The integrated system, developed by the university’s Optoelectronic Research Center (ORC) and PointCloud, uses silicon photonic components and CMOS electronic circuits in the same microchip.
Swivel chair and screen at 40 m. Picture taken using a 32- × 16-pixel sensor (2- × 2.5-mm sensor size). Courtesy of PointCloud.
According to Remus Nicolaescu, CEO of PointCloud, all current optical imaging for production systems are based on FPA (focal plane array) imaging configurations, whether for 2D or 3D imaging. All 3D imaging systems based on FPAs are paired with amplitude modulation ranging.
The system combines an FPA imaging architecture with frequency modulation/coherent detection on an array, Nicolaescu told Photonics Media. Therefore, it essentially harnesses the best of both worlds — the scalability and simplicity of FPAs and the performance of coherent ranging, he said.
The team reported it demonstrated a range of 512 (32 × 16) pixels, which could be scaled up on an integrated silicon photonics platform.
The team borrowed techniques from communications technology to ensure that stray light, such as sunlight, does not interfere with the light that forms the image, said Graham Reed, a professor of silicon photonics at the ORC.
“Using this approach, we have a conceptually simple layout of detectors that can scale to either much more dense detector arrays or to much bigger arrays to produce higher-resolution images, and also to capture images at long distances,” Reed told Photonics Media.
One of the major pros of the design in terms of its scalability is the use of silicon.
“Our reported device is an all-silicon system, except the laser; all the modulation, beam steering, and detection are integrated monolithically on a silicon chip, which can be manufactured in a commercial foundry,” Nicolaescu said. “The cost for such a silicon chip can be much lower than the existing systems, especially in large production volume.”
On the other hand, Nicolaescu said, existing systems with similar performance typically require grouping of many discrete components in a bulky package. That includes the laser, modulator, photodetector, and the mechanical moving parts used to steer the light. All of those components would need to be aligned precisely to produce the optical signal.

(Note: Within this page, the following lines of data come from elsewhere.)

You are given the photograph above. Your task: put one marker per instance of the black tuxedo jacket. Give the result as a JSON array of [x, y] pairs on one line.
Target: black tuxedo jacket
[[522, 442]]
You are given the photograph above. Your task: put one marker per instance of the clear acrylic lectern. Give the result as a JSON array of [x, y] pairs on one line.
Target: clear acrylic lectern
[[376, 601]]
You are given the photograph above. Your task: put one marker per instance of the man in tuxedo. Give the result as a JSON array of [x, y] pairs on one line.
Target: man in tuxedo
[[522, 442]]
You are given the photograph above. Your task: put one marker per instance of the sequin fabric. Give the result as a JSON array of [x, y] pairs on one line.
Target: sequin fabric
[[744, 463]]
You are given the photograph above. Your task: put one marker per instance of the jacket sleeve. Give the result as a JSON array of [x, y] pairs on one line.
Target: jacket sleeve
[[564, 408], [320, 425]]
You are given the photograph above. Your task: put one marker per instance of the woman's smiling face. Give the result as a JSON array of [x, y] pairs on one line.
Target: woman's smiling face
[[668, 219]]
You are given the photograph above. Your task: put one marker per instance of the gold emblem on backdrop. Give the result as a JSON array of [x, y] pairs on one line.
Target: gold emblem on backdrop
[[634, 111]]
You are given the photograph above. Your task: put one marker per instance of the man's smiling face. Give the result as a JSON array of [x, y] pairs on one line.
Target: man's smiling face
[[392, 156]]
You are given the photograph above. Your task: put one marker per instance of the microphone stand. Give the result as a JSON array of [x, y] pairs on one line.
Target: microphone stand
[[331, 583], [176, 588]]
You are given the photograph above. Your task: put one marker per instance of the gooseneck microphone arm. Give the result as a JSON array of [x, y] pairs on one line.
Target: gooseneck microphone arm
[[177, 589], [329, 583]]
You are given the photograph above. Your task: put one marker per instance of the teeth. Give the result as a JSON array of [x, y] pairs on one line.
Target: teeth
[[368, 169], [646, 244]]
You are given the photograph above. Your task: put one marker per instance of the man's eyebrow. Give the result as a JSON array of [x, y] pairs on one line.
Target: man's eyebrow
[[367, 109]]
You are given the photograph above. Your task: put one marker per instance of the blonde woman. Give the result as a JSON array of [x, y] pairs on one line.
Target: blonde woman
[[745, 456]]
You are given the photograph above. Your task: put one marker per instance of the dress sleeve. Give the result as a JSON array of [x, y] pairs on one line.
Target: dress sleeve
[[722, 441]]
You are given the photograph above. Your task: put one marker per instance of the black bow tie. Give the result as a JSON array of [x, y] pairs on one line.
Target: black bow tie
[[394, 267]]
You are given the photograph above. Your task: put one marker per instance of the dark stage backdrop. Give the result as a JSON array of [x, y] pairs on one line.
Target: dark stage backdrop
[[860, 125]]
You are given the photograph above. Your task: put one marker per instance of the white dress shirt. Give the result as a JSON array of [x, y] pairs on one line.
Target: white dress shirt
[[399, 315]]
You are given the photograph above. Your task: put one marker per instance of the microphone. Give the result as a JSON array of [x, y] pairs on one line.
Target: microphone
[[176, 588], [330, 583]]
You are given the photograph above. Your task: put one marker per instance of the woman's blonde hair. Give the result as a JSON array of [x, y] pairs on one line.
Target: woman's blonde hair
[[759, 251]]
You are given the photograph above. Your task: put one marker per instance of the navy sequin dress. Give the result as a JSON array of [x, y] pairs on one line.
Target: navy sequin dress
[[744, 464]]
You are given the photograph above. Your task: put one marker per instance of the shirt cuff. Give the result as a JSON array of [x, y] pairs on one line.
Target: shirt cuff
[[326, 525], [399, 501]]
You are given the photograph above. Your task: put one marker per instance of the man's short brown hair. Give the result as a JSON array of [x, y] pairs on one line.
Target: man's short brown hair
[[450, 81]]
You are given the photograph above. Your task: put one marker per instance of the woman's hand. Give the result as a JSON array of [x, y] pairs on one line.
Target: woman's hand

Those types of designs, Reed said, do not benefit from the economy of silicon photonics, which already manufactures silicon chips at high quality and at large production volumes.

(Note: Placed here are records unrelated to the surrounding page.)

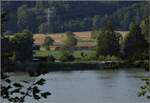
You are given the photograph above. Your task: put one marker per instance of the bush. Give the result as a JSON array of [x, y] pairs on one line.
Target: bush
[[108, 58], [51, 58], [66, 56]]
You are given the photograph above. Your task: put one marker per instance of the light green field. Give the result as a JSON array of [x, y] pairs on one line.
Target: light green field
[[57, 54], [91, 42]]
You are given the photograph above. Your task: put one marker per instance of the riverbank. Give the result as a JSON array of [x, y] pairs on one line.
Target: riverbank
[[44, 67]]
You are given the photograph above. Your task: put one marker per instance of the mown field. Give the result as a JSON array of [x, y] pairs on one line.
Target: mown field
[[57, 54]]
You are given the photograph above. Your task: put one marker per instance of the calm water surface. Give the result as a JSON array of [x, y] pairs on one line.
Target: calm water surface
[[103, 86]]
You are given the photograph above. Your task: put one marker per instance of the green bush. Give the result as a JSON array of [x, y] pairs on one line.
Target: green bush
[[108, 58], [66, 56], [51, 58]]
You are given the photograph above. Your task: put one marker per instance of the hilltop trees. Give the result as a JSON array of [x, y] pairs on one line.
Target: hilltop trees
[[108, 41], [47, 42], [135, 42], [43, 28], [70, 39], [71, 16], [23, 45]]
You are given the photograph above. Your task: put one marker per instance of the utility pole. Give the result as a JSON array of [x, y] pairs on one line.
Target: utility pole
[[48, 17]]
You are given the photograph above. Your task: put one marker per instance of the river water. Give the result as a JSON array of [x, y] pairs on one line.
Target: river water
[[99, 86]]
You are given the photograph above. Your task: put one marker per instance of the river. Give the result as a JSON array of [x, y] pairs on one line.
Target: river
[[99, 86]]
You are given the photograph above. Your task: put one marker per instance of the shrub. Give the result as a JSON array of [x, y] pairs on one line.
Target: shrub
[[51, 58], [66, 56]]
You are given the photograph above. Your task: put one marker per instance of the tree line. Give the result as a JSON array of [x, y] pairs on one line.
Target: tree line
[[53, 16]]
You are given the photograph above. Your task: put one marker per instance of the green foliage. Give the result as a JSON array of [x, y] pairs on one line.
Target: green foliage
[[108, 42], [66, 55], [11, 90], [135, 43], [70, 40], [145, 28], [47, 42], [94, 33], [70, 15], [23, 45], [7, 52], [43, 28], [51, 58], [145, 88]]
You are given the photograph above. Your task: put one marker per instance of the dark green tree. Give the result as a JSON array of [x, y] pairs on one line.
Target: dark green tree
[[107, 41], [70, 39], [135, 43], [43, 28], [47, 42], [145, 28], [23, 45]]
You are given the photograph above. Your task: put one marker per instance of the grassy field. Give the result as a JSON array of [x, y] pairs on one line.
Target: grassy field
[[57, 54], [91, 42]]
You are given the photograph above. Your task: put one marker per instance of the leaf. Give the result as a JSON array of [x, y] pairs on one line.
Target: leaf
[[44, 95], [40, 82], [16, 91], [25, 81], [8, 80], [36, 97], [35, 90], [17, 85]]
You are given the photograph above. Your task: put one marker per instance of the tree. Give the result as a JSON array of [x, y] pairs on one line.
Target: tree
[[135, 42], [67, 55], [48, 41], [10, 90], [96, 21], [145, 88], [145, 28], [27, 18], [43, 28], [107, 42], [70, 39], [23, 45]]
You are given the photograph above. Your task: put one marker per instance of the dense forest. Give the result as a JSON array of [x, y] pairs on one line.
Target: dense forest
[[53, 16]]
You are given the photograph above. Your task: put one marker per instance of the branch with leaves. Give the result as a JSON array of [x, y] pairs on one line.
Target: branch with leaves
[[145, 89], [11, 90]]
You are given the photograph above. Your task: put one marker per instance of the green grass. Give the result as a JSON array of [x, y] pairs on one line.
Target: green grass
[[86, 42], [57, 54]]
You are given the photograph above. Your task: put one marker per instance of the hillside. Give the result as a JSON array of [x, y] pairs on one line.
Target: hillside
[[84, 36], [53, 16]]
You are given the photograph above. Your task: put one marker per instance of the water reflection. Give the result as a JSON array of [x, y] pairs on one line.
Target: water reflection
[[103, 86]]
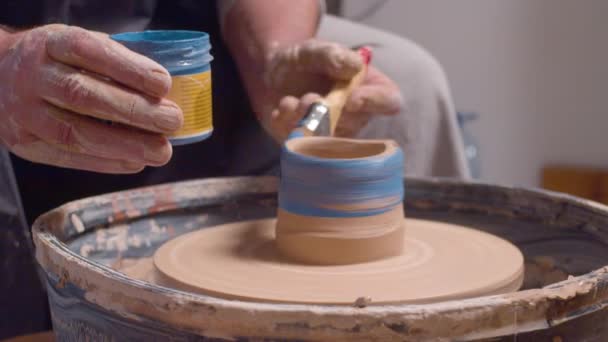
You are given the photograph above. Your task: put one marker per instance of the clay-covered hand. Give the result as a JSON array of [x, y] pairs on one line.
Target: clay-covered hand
[[300, 74], [60, 85]]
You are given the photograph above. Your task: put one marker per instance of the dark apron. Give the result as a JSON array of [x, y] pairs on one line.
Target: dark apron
[[239, 146]]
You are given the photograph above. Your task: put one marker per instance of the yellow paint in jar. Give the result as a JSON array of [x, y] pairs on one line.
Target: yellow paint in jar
[[186, 55]]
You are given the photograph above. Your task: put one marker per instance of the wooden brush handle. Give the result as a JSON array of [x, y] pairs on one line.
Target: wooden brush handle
[[339, 94]]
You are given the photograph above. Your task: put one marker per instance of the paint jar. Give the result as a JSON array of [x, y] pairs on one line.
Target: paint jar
[[340, 200], [186, 55]]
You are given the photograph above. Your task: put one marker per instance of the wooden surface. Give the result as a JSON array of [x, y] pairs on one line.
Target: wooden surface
[[585, 182], [81, 245], [39, 337]]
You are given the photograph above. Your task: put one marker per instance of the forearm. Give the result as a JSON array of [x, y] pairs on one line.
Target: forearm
[[253, 29], [5, 38]]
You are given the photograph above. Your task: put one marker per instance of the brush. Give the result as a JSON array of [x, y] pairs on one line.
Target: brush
[[323, 116]]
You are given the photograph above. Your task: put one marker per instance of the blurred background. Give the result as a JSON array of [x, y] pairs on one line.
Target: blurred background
[[529, 77]]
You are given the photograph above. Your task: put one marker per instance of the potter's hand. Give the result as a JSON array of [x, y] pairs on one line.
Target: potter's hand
[[58, 81], [298, 74]]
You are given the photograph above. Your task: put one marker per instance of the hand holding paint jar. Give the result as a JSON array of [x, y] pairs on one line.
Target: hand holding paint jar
[[186, 55], [60, 86]]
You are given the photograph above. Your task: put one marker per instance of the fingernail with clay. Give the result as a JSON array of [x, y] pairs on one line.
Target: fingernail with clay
[[157, 82], [157, 152], [169, 118]]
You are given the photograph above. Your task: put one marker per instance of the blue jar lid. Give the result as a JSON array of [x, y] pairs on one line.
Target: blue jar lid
[[180, 52]]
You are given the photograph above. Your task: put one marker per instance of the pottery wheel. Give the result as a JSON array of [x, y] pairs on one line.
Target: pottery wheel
[[440, 262]]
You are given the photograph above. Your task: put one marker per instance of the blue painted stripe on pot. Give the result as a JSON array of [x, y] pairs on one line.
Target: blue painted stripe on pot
[[324, 187]]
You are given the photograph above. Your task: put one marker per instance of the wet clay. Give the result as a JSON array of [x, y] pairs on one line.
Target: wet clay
[[340, 200], [440, 261]]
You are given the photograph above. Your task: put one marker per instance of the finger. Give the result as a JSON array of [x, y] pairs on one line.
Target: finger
[[378, 95], [87, 94], [84, 135], [39, 151], [329, 59], [100, 54]]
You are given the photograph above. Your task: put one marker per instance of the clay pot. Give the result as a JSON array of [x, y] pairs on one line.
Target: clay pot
[[340, 200]]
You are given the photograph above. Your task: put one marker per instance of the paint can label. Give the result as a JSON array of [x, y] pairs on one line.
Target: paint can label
[[193, 94]]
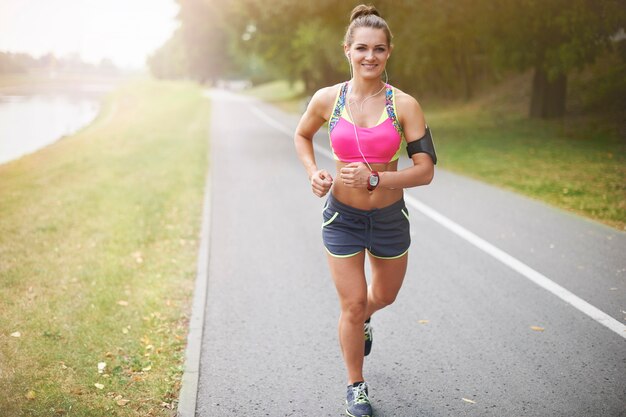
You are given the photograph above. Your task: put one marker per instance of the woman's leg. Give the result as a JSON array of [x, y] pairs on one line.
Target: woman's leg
[[349, 277], [387, 277]]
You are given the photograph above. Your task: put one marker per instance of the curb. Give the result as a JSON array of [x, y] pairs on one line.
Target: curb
[[189, 389]]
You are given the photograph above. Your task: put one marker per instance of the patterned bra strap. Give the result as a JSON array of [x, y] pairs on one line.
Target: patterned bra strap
[[391, 111], [341, 102]]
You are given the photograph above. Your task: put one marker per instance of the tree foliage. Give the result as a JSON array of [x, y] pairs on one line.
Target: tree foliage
[[444, 47]]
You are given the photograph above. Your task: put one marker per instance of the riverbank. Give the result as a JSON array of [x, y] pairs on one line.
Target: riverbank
[[98, 241]]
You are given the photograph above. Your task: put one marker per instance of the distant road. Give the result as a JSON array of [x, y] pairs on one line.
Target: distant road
[[493, 319]]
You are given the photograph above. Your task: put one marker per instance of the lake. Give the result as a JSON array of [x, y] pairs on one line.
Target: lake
[[30, 120]]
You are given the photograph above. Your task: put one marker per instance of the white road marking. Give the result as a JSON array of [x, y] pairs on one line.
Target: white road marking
[[508, 260]]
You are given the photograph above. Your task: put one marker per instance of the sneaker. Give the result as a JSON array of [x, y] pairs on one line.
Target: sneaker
[[357, 401], [369, 337]]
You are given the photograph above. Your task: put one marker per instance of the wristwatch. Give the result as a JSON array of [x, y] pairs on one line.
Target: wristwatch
[[373, 181]]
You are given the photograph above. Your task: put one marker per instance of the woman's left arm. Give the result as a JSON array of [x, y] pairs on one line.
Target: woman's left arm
[[412, 120]]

The device developed through the collaboration is able to perform at the same level as existing lidar systems, but in a much smaller package. Tests of the prototype showed that it can achieve an accuracy of 3.1 mm at a distance of 75 m.

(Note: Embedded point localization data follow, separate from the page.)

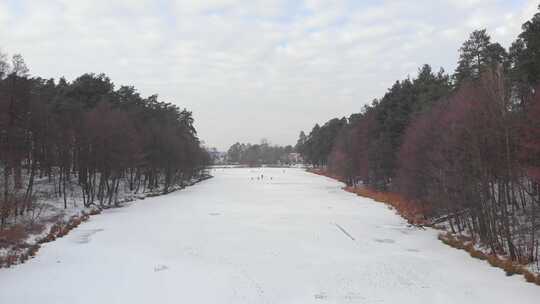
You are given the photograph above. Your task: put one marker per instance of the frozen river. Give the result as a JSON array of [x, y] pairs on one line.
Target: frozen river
[[291, 237]]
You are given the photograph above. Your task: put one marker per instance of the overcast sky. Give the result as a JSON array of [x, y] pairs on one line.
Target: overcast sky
[[252, 69]]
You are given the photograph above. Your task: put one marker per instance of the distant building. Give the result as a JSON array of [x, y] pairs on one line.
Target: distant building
[[217, 157], [295, 158]]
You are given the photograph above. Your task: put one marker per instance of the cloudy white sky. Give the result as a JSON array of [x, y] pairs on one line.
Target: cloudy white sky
[[250, 69]]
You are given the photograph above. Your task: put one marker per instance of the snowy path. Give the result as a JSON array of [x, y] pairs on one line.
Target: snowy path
[[295, 238]]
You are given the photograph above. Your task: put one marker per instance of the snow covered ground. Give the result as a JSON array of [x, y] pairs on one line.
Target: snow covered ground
[[291, 237]]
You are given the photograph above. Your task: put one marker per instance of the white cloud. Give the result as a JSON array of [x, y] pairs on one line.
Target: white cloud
[[252, 69]]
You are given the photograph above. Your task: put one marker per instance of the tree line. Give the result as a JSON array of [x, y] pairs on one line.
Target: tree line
[[465, 146], [89, 134], [259, 154]]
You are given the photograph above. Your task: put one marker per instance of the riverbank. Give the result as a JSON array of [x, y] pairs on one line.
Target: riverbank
[[416, 214], [21, 242]]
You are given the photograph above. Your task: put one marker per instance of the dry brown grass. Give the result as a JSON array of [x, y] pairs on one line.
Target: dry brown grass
[[413, 212], [510, 267], [16, 235]]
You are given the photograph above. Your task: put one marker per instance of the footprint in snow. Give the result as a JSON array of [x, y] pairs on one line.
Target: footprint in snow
[[384, 241], [160, 267]]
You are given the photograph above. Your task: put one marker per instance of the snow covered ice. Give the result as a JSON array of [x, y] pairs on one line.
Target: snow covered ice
[[291, 237]]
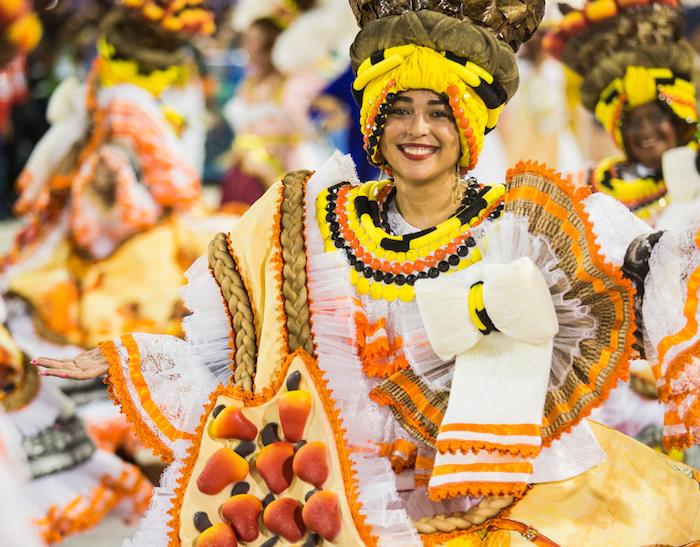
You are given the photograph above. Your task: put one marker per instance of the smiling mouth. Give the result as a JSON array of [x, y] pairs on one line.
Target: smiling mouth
[[418, 151]]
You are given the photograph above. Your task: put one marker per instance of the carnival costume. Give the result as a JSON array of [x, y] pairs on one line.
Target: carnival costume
[[630, 54], [328, 338]]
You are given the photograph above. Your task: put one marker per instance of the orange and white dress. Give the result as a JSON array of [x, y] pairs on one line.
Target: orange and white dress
[[350, 381]]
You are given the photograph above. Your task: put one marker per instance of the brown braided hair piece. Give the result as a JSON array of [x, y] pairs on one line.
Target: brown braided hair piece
[[223, 264], [487, 509], [294, 291]]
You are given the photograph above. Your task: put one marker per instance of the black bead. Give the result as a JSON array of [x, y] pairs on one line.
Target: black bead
[[201, 521], [218, 410]]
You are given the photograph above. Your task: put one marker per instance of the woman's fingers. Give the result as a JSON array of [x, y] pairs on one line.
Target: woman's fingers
[[51, 363]]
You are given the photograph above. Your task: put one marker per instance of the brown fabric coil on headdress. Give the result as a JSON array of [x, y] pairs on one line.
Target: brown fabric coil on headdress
[[512, 21], [149, 45], [678, 57], [441, 33]]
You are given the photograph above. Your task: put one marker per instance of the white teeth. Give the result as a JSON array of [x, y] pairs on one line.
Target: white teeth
[[418, 150]]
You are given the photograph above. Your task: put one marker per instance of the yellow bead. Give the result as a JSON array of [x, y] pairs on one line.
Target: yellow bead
[[406, 293], [390, 292], [362, 285]]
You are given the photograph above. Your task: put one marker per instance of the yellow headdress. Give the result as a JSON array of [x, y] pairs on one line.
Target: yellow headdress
[[628, 53], [457, 49]]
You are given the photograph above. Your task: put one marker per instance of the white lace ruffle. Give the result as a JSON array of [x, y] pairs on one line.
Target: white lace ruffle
[[507, 240], [15, 524], [207, 329], [613, 225], [673, 259], [331, 297]]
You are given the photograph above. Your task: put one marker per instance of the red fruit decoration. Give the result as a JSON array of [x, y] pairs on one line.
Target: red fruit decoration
[[230, 423], [224, 467], [294, 409], [311, 463], [321, 514], [219, 535], [242, 512], [274, 463], [283, 518]]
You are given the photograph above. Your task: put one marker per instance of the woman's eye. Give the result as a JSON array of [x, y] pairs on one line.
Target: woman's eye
[[440, 114]]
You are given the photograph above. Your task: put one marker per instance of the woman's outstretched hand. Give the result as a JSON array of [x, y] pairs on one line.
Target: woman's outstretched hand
[[86, 366]]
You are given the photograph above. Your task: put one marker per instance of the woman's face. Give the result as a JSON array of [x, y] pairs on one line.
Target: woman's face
[[257, 43], [648, 132], [420, 141]]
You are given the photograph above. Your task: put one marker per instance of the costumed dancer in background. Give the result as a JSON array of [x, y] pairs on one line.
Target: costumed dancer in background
[[73, 484], [269, 113], [20, 31], [111, 198], [637, 78], [413, 359]]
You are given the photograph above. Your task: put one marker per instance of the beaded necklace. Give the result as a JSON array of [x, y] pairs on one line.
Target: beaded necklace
[[386, 266]]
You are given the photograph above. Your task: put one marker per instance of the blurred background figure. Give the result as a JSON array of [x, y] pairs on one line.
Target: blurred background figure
[[285, 73]]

The detailed differences in performance between the researchers’ system and existing ones would depend on what system they’re comparing with, Nicolaescu said. Monolithic integration gives the team’s device a compact configuration, compared to many existing mechanical systems.
The researchers now aim to minimize the optical loss of the whole system and to increase the detection accuracy, Nicolaescu said.
The research was published in Nature (www.nature.com/articles/s41586-021-03259-y).